“To the beach? Oh, I’d love to go! I haven’t been to the beach for ages.” Leila’s face lit up with eager anticipation. “Who’s going?”
Sydney turned to Fisher, “Is it just you and Autumn besides your dad, or is your mom going too?”
Fisher kicked a pebble and sent it spinning as he replied, “No, Mom already had her Saturday planned. But Dad says it’s okay if four or five others go. He just said we kids will have to fix the lunch. He promises to treat on the way home.”
“Can we ask Shyla and Kyle Witham to go?” Leila looked questioningly at her friends. “They’re those new kids in Sunday school, and it would help them get acquainted.”
The three friends walked along, rapidly filling in the details of the planned outing—who else might go, and who would bring what for lunch.
They paused at Leila’s house and called out greetings to her mother who was working in the flower beds. She smiled back at the happy trio. “What are you all so excited about? I could hear you coming a block away!”
“Oh, Mom . . . Fisher’s dad is going to take some of us kids to the beach Saturday. Isn’t that awesome? We’re making all the plans.” Leila’s eyes danced. “Sydney, I’ll text you sometime tonight with that cookie recipe. See ya!” She waved goodbye and walked into the house with her mother.
A little furrow creased Mrs. Wallace’s brow. “Leila, aren’t you forgetting something? Isn’t Saturday the first workday your Sunday school class planned?”
“Oh, Mom,” wailed Leila. “I completely forgot! Of course it is. But the beach trip will be so much fun . . . and I really want to go! What shall I do?”
“That is really something you’re going to have to decide for yourself.”
Leila sighed. “Well, it isn’t as though there won’t be other workdays, but I don’t know when I’ll get another chance to go to the beach. Anyway, Mom, we are going to ask a couple of new kids to go. Giving them a chance to get acquainted with some of the Sunday school kids is a good idea, don’t you think?”
Still Leila wasn’t quite satisfied. Upstairs in her room after dinner, she struggled to make up her mind. She considered one reason after another why she should go, but each time, into her mind would come the decision the class had already made. The kids themselves had suggested how they could help some of the older people in the church with their housecleaning and yard work. The class had been discussing Christian service and how important it was to put the needs of others before themselves. How excited they had been when someone suggested the class workdays, something they could do together. No . . . she couldn’t back out on the very first workday! I’d better call Sydney, she thought, and went downstairs to get her phone.
“Hello, Sydney.” Without any preliminaries Leila came right to the point. “You know this afternoon when we were making plans for the beach trip, I forgot something.”
“What?” Sydney questioned.
“Saturday is the first workday for our Sunday school class. Remember, I told you we wanted to help some older people who can’t get around very well? We’re all going over to the Pierson’s in the morning and the Judd’s in the afternoon to help them with the house and yard work.”

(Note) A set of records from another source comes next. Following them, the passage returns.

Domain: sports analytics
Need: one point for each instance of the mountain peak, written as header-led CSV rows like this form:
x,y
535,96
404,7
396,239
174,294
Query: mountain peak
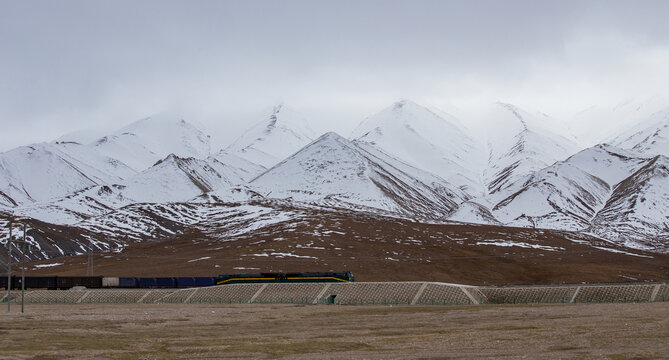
x,y
426,140
269,141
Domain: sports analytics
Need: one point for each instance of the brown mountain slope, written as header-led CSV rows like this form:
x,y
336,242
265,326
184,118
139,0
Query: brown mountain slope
x,y
379,248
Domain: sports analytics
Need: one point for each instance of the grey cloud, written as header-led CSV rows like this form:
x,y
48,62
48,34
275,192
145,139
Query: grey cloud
x,y
72,64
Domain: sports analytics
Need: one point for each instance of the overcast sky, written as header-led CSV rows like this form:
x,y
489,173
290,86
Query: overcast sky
x,y
67,65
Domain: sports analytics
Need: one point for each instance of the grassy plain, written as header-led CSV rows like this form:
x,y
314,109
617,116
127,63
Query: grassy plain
x,y
580,331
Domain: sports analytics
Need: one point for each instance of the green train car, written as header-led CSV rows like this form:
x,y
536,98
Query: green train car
x,y
225,279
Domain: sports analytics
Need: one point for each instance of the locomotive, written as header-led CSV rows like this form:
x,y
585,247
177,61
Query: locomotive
x,y
96,282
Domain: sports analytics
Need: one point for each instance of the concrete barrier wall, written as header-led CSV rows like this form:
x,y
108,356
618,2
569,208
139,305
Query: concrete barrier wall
x,y
615,293
527,295
360,293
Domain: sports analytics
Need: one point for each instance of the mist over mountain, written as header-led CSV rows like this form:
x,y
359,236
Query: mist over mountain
x,y
158,176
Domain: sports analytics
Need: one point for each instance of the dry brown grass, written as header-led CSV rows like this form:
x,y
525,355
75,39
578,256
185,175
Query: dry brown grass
x,y
615,331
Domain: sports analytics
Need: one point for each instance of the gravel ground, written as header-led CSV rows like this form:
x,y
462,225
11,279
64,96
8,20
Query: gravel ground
x,y
600,331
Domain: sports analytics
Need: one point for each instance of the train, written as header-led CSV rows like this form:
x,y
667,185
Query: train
x,y
97,282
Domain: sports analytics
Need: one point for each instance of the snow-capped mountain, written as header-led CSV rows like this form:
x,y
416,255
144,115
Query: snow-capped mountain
x,y
568,194
144,142
602,124
428,141
406,161
41,172
234,168
518,146
561,196
333,170
651,137
271,140
637,213
174,179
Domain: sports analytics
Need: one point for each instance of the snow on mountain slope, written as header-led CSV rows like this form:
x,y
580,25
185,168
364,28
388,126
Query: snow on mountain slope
x,y
567,194
637,213
73,208
273,139
427,141
561,196
474,213
332,170
518,146
144,142
174,179
233,167
602,124
44,171
608,162
650,137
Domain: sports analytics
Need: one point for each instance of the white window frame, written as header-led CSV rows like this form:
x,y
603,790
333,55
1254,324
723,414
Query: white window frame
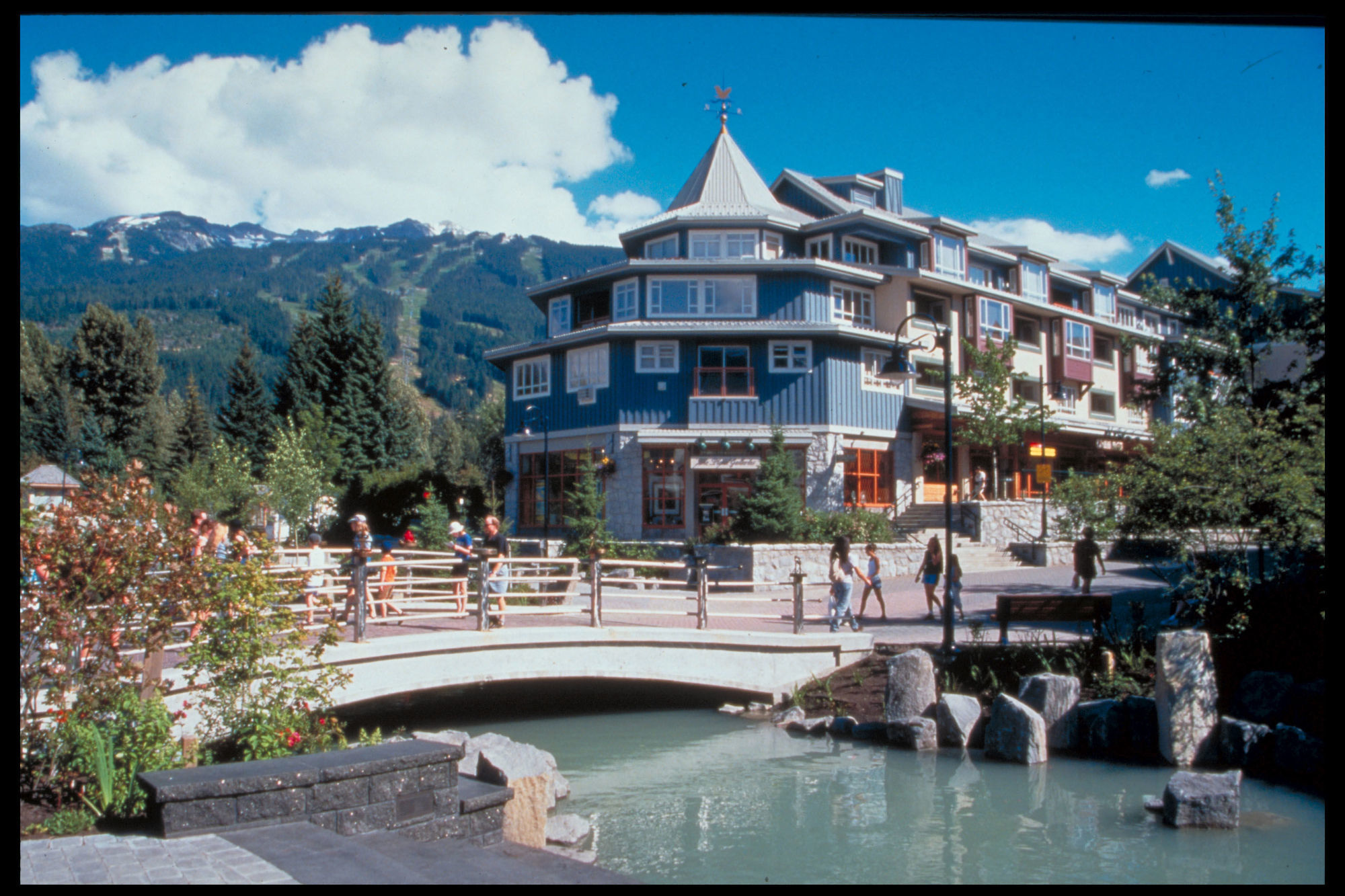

“Oh, but Leila,” cried Sydney, “you can’t miss this beach trip! Hey . . . I’ve got a good idea. Why don’t you ask your brother to take your place this time since you’ve helped him with his homework and cleaning his room a lot of times? Then you could go.”
“I thought of that too, but when we were making plans for the class workdays our teacher told us it would be a good lesson in commitment. Remember when we had the lesson on that? She warned us that three or four workdays would take a lot of planning and work. It would also cut into time we might want for other things. But the whole class agreed we would do it.
After a little pause, Leila continued. “Mom left the decision up to me, and I’ve thought a lot about it; I just can’t go to the beach this time. Anyway, I’ll still give you the cookie recipe. Okay?”
Sydney sighed. “Well, okay. And I really do understand, but it won’t be as much fun if you don’t go.”
Later, just before going to bed, Leila opened her Bible to Sunday’s lesson, 2 Samuel 24. As she read the concluding verses and turned to the text in Romans 12:1 and 2, a little smile curved her lips. Her mind went to the decision she had made that evening and she felt so good. Like King David in the lesson, she too had given God something that was a personal sacrifice. Sometimes it is harder to give up our time or things we want to do than to give our money.
Leila knew down deep in her heart that she was going to follow through on the class workdays—each one. She would be there! It was with a feeling of satisfaction and contentment that Leila drifted off to sleep.